Turkey views this corridor as crucial for addressing poverty and development issues in its eastern region.

Eighthly, the UAE is a consistent player in the region and is emerging as a significant trade and investment partner of China in the Middle East. The UAE holds particular relevance for the development of the Gwadar port.

These competitors present significant challenges for Pakistan. Firstly, convincing them to join CPEC and implementing a third-party inclusion policy will be difficult. Secondly, these countries will be vying for Chinese investment.

For instance, Chinese companies are expected to rush to invest in KSA due to its market size and geographical advantage, especially its proximity to Africa, which offers a lucrative market. This creates tough competition for Pakistan’s Africa-focused policies.

Unfortunately, Pakistan seems to be unaware of the intensifying competition. Instead, blame games and political credit-seeking prevail. Major political parties, such as PTI and PML-N, continue to blame each other without focusing on institutional reforms for better delivery.

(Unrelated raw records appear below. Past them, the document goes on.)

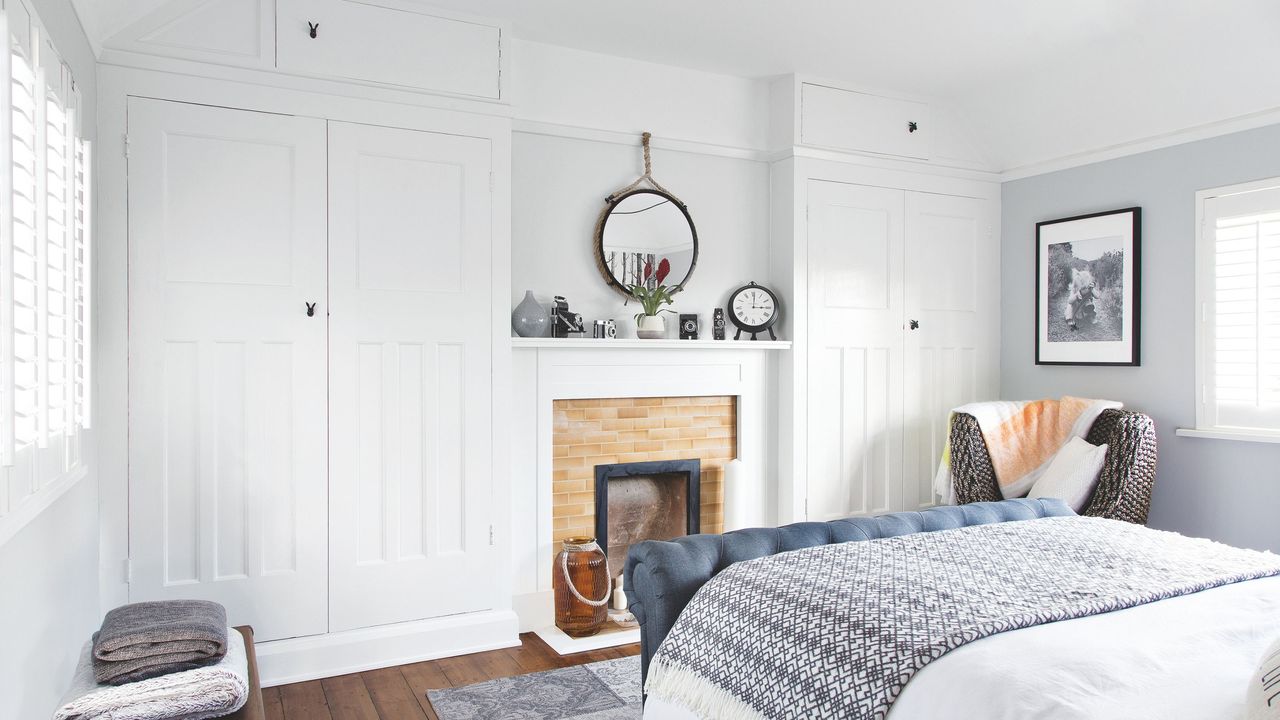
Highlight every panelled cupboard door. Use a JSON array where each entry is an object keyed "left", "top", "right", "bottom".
[
  {"left": 808, "top": 181, "right": 905, "bottom": 520},
  {"left": 128, "top": 99, "right": 328, "bottom": 641},
  {"left": 329, "top": 123, "right": 497, "bottom": 630},
  {"left": 902, "top": 192, "right": 1000, "bottom": 510}
]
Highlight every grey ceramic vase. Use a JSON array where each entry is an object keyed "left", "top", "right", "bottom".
[{"left": 511, "top": 290, "right": 552, "bottom": 337}]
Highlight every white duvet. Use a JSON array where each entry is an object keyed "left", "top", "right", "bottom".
[{"left": 644, "top": 577, "right": 1280, "bottom": 720}]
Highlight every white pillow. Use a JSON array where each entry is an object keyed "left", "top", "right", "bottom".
[
  {"left": 1245, "top": 641, "right": 1280, "bottom": 720},
  {"left": 1027, "top": 437, "right": 1107, "bottom": 512}
]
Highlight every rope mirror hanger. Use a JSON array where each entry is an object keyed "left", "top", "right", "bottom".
[{"left": 593, "top": 132, "right": 698, "bottom": 301}]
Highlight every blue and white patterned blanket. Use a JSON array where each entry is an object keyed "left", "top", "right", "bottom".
[{"left": 645, "top": 518, "right": 1280, "bottom": 719}]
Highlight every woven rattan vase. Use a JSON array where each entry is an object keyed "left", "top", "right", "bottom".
[{"left": 552, "top": 538, "right": 609, "bottom": 638}]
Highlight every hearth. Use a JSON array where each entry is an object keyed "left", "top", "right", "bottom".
[{"left": 595, "top": 460, "right": 701, "bottom": 575}]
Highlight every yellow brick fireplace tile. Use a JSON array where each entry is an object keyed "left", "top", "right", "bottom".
[
  {"left": 568, "top": 489, "right": 595, "bottom": 507},
  {"left": 552, "top": 496, "right": 595, "bottom": 518},
  {"left": 552, "top": 432, "right": 586, "bottom": 445},
  {"left": 552, "top": 478, "right": 591, "bottom": 496}
]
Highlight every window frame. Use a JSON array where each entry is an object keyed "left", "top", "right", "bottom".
[
  {"left": 0, "top": 0, "right": 93, "bottom": 547},
  {"left": 1176, "top": 177, "right": 1280, "bottom": 443}
]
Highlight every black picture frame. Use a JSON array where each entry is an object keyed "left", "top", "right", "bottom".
[
  {"left": 595, "top": 459, "right": 703, "bottom": 563},
  {"left": 1034, "top": 206, "right": 1142, "bottom": 368}
]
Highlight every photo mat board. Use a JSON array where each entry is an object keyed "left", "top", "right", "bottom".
[{"left": 1036, "top": 208, "right": 1142, "bottom": 366}]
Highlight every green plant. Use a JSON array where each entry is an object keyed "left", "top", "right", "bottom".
[{"left": 627, "top": 258, "right": 680, "bottom": 323}]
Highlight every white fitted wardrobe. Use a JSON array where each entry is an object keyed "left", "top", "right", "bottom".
[
  {"left": 806, "top": 181, "right": 1000, "bottom": 520},
  {"left": 771, "top": 76, "right": 1000, "bottom": 521},
  {"left": 127, "top": 97, "right": 498, "bottom": 641}
]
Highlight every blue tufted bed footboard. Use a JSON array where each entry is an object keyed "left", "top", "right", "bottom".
[{"left": 625, "top": 491, "right": 1074, "bottom": 678}]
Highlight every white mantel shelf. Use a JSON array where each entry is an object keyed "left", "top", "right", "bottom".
[{"left": 511, "top": 337, "right": 791, "bottom": 350}]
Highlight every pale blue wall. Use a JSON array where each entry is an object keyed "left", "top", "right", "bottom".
[{"left": 1001, "top": 126, "right": 1280, "bottom": 551}]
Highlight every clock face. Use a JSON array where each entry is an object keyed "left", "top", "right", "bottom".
[{"left": 730, "top": 287, "right": 778, "bottom": 328}]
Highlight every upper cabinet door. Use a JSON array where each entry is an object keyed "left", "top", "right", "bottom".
[
  {"left": 808, "top": 182, "right": 905, "bottom": 520},
  {"left": 902, "top": 192, "right": 1000, "bottom": 510},
  {"left": 276, "top": 0, "right": 503, "bottom": 100},
  {"left": 329, "top": 117, "right": 497, "bottom": 630},
  {"left": 128, "top": 99, "right": 328, "bottom": 641}
]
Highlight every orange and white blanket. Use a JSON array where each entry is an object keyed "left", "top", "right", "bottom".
[{"left": 933, "top": 396, "right": 1123, "bottom": 503}]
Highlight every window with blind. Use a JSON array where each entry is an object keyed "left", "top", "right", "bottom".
[
  {"left": 0, "top": 1, "right": 91, "bottom": 542},
  {"left": 1197, "top": 178, "right": 1280, "bottom": 437}
]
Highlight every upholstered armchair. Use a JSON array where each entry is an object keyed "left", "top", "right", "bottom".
[{"left": 951, "top": 410, "right": 1156, "bottom": 524}]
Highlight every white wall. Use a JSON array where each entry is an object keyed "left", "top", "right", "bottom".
[
  {"left": 0, "top": 0, "right": 100, "bottom": 720},
  {"left": 511, "top": 41, "right": 769, "bottom": 337},
  {"left": 511, "top": 133, "right": 769, "bottom": 337},
  {"left": 511, "top": 40, "right": 769, "bottom": 151}
]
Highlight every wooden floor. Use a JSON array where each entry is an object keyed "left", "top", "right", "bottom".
[{"left": 262, "top": 633, "right": 640, "bottom": 720}]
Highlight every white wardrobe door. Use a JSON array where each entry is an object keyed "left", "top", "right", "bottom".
[
  {"left": 808, "top": 182, "right": 905, "bottom": 520},
  {"left": 902, "top": 192, "right": 1000, "bottom": 510},
  {"left": 128, "top": 99, "right": 326, "bottom": 641},
  {"left": 329, "top": 117, "right": 495, "bottom": 630}
]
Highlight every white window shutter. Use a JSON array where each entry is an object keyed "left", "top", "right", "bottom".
[{"left": 1201, "top": 187, "right": 1280, "bottom": 432}]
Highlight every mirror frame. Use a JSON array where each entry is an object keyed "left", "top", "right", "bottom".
[{"left": 595, "top": 187, "right": 701, "bottom": 300}]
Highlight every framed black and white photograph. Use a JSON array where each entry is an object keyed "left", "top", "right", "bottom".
[{"left": 1036, "top": 208, "right": 1142, "bottom": 365}]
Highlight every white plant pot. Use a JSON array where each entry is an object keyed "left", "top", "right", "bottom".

The situation demands that Pakistan breaks free from the blame game and takes decisive action. First, the revival and strengthening of the CPEC Authority is necessary. Second, CPEC should be depoliticised, with all parties committing to refrain from using it for political gains.

Third, innovative approaches are needed to ensure the success of Special Economic Zones (SEZs), as traditional methods may fall short. Fourth, Pakistan must let go of the illusion of strategic location and adopt policies to accommodate new realities and players.

Pakistan should be mindful that all these competitors, except India, are close friends of Pakistan, with millions of Pakistanis working in these countries. Therefore, Pakistan needs to devise a policy that strengthens existing relationships and transforms competition into win-win cooperation.

The writer is a political economist and a visiting research fellow at Hebei University, China

 

Published in The Express Tribune, May 1st, 2023.